To develop an intuition about why this is the case, I think it is useful to distinguish between educate, teach, and learn (verbs), and to understand the nouns a teacher, and an education.

to educate:

  1. to provide schooling for someone
  2. to train by formal instruction and supervised practice
  3. to develop mentally, morally, or aesthetically especially by instruction to provide with information, to inform
  4. to persuade or condition to feel, believe, or act in a desired way (e.g. "educate the public")

to teach:

  1. to cause or help someone to learn about a subject by giving lessons
  2. to give lessons about a subject to a person or group

to learn:

  1. to gain knowledge, understanding, or skill by study, instruction, or experience
  2. memorize
  3. to come to be able
  4. to come to realize

Learning, then, is the outcome.
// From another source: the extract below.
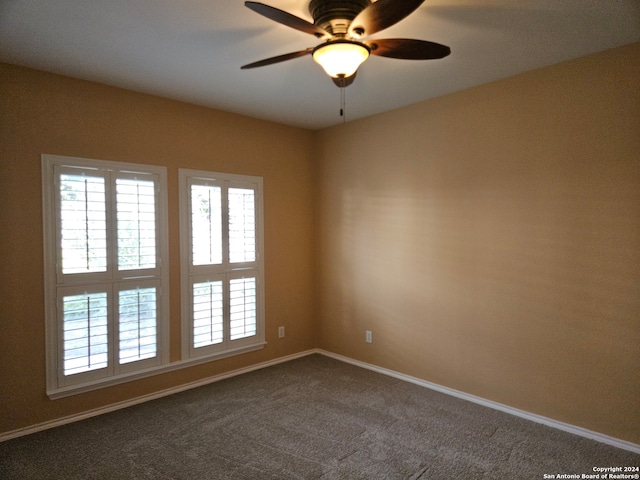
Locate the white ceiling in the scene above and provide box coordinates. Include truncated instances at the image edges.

Teaching is an attempt to cause learning by giving lessons. Education, however, is broader and includes settings that are not strictly lessons. Anyone may teach or educate, but a teacher is someone whose job it is to teach students about certain subjects. When teaching is given by trained, employed teachers in a structured setting, it is often referred to as formal education. The result (hopefully) is that students learn. What they receive over time is an education: the body of knowledge, including mental, moral, and aesthetic aspects, of a field of study.